We recognize that our smaller, faster-paced world is changing the security landscape, and that these changes will bring with them new challenges and evolutions to current threats. To respond to these changes, we must adapt instruments of statecraft to bring to bear the networks, technologies, and human potential of our increasingly inter-dependent and interconnected world.
Over the past three years, the State Department has been reshaping our diplomatic agenda to meet old and new challenges by deploying one of America’s great assets – innovation. Inspired by Secretary of State Hillary Clinton’s emphasis on harnessing new technologies and 21st century statecraft, we have been working to elevate American "civilian power" to advance our national security interests, making partners of the United States government and its citizens.
The Challenge statement articulates that in some situations, one or more parties may be motivated to violate nonproliferation or arms control provisions, commonly understood as “cheating.” Could you elaborate on this?
Arms control treaties or international arrangements support mutual security and stability in general, however, in some situations one or more parties may be motivated to violate these arms control provisions, or attempt to circumvent provisions surreptitiously, commonly understood as “cheating.” Most treaties rely on the partners’ continued desire to abide by the terms, and transparency and verification measures are used to assist government experts in monitoring compliance with treaty obligations. Monitoring the terms of a treaty and drawing conclusions about compliance with treaty provisions, however, can be difficult in practice. To deal with the difficulties, we may include explicit terms to define the scope and implementation of verification and transparency activities that help support and demonstrate compliance.
After only a couple of weeks, the Challenge has attracted nearly 350 Solvers, a great start! In your mind, what are some of the key attributes that you’ll be looking for in a winning solution?
In general, we are looking for creative ways to tackle the long-standing problems of arms control and nonproliferation transparency and monitoring. We have to keep in mind the major obstacles that come about as we move to reduce nuclear weapons to lower numbers, while meeting the security challenges of the 21st century, and exploring new ways at strengthening modern confidence building through technical and innovative means. So that has set us down the path of asking if there are some great ideas out there to use commonly available technologies in new and creative ways to support our arms control policy efforts. We have used the example of smartphone and tablet apps to help on-site inspectors verify and monitor treaty commitments as one possible solution, but we want to stress that the point of this Challenge is to seek additional innovative ideas – ideas that we may not have thought of – to help support arms control transparency efforts.
Looking ahead, what future Challenges does the State Department anticipate running?
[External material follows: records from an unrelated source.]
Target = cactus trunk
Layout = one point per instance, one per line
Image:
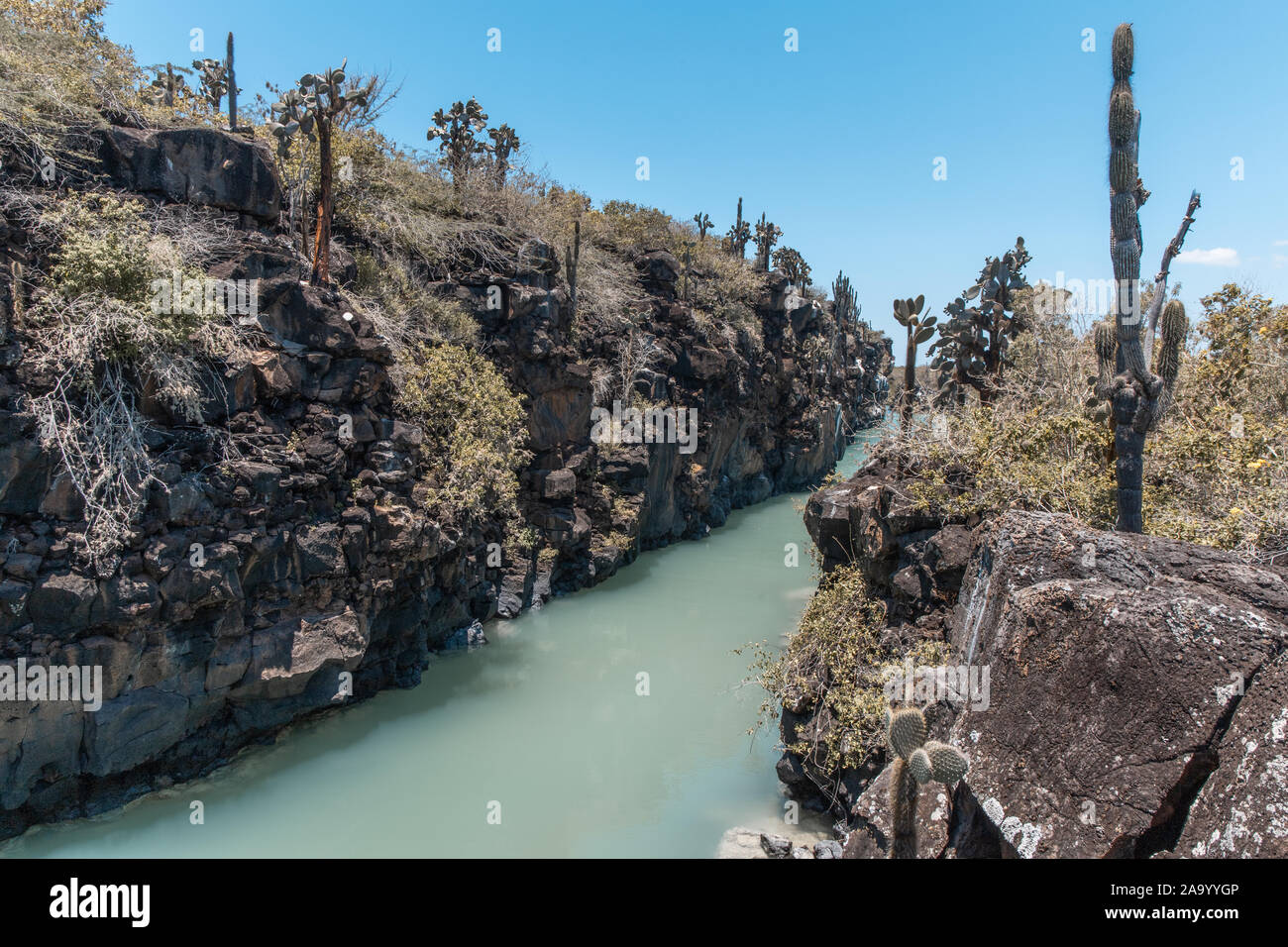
(903, 810)
(232, 88)
(321, 273)
(910, 377)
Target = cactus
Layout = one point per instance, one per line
(738, 236)
(505, 142)
(917, 762)
(456, 142)
(906, 731)
(572, 254)
(767, 235)
(1172, 329)
(907, 312)
(973, 343)
(168, 81)
(845, 300)
(232, 86)
(214, 80)
(1138, 397)
(794, 265)
(313, 110)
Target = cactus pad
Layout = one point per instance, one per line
(919, 766)
(948, 764)
(907, 731)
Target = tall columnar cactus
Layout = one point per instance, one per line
(794, 265)
(312, 110)
(1137, 395)
(232, 86)
(572, 254)
(214, 80)
(456, 142)
(907, 312)
(973, 343)
(1172, 329)
(915, 762)
(845, 304)
(767, 235)
(738, 235)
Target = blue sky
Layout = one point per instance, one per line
(836, 142)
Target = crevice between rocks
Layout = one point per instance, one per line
(1164, 830)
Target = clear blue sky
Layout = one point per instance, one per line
(836, 141)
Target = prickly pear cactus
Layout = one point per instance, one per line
(907, 731)
(947, 763)
(919, 766)
(917, 762)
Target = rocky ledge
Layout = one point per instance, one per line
(1137, 699)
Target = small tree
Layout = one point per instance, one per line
(505, 142)
(845, 303)
(767, 235)
(738, 236)
(455, 132)
(790, 262)
(1138, 397)
(312, 110)
(167, 82)
(973, 343)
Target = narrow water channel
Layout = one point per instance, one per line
(542, 728)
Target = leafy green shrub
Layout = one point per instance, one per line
(475, 431)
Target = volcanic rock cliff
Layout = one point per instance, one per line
(253, 582)
(1136, 701)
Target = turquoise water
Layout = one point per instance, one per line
(541, 728)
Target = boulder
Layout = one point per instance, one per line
(193, 165)
(1129, 678)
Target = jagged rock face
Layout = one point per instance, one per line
(911, 558)
(1136, 702)
(194, 165)
(304, 571)
(1128, 673)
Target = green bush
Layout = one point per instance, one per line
(475, 431)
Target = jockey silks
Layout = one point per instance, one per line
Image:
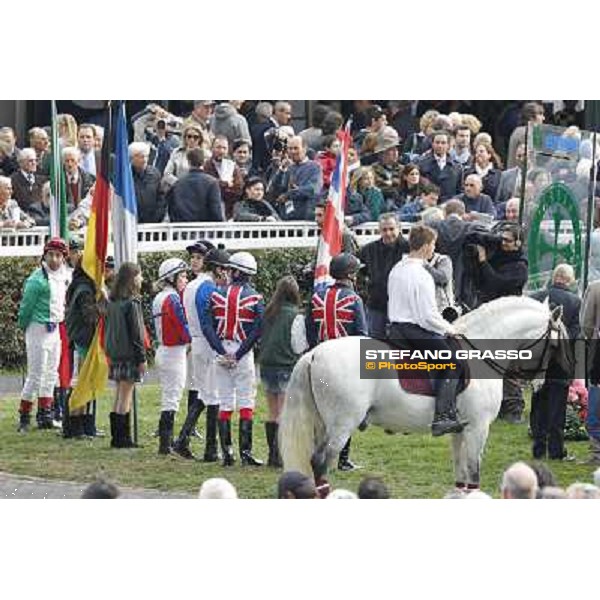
(336, 311)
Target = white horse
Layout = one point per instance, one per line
(327, 399)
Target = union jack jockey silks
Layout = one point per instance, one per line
(235, 316)
(336, 311)
(232, 324)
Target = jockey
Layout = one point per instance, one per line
(196, 297)
(173, 336)
(41, 311)
(414, 316)
(338, 311)
(231, 324)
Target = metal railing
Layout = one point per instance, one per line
(165, 237)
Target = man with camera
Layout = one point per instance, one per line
(504, 273)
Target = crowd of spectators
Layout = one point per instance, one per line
(244, 161)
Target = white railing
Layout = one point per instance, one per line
(165, 237)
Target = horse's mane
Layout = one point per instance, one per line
(498, 311)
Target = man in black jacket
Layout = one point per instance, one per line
(196, 196)
(151, 206)
(549, 404)
(440, 169)
(504, 274)
(379, 257)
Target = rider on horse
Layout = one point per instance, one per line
(415, 318)
(338, 311)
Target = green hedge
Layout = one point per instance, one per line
(273, 264)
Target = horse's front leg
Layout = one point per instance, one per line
(475, 439)
(459, 454)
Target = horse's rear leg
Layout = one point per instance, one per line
(475, 440)
(459, 452)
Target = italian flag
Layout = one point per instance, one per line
(58, 186)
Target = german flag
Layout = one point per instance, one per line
(93, 375)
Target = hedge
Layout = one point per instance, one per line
(273, 264)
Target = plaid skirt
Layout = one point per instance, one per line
(124, 371)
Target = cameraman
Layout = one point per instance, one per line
(505, 272)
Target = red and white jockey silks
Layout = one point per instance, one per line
(173, 335)
(170, 323)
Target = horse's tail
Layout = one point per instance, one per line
(300, 420)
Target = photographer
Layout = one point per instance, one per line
(505, 272)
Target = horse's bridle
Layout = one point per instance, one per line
(519, 373)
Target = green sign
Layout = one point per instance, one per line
(556, 204)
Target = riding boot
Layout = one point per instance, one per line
(76, 426)
(211, 453)
(445, 420)
(245, 439)
(182, 444)
(126, 431)
(344, 462)
(271, 430)
(225, 437)
(192, 401)
(24, 416)
(165, 429)
(113, 430)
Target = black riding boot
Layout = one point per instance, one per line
(192, 399)
(344, 462)
(444, 420)
(165, 431)
(245, 440)
(113, 417)
(76, 426)
(24, 422)
(271, 430)
(225, 436)
(182, 445)
(211, 453)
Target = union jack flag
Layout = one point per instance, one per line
(331, 313)
(232, 312)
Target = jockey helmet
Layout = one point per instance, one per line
(244, 262)
(170, 267)
(344, 265)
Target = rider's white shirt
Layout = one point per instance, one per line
(411, 293)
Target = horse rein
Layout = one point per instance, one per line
(517, 373)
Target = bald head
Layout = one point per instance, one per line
(519, 482)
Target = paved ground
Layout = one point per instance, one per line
(19, 488)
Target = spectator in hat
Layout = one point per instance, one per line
(11, 216)
(387, 169)
(151, 206)
(297, 184)
(253, 206)
(200, 118)
(226, 172)
(228, 122)
(27, 184)
(296, 486)
(78, 181)
(100, 490)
We are looking into partnering with other U.S. government departments, as well as outside organizations from the private sector, where we can complement our collective efforts and fully leverage all of our available networks to move forward on common national security interests. We hope to have something to announce in the beginning of next year.
Thank you for speaking with us Mr. Mannina. We look forward to all of the innovative ideas that result from the Challenge. Any final words of wisdom to our Solvers?
We hope to continue initiatives like this Challenge that engage the public on arms control issues. We want the public to know more about arms control and how it affects our lives. However, these types of activities are only successful when we have public participation and enthusiasm. So, if everyone liked this Challenge and our outreach, please show us by thinking about how you can contribute to arms controls transparency efforts and submit a solution to the Challenge.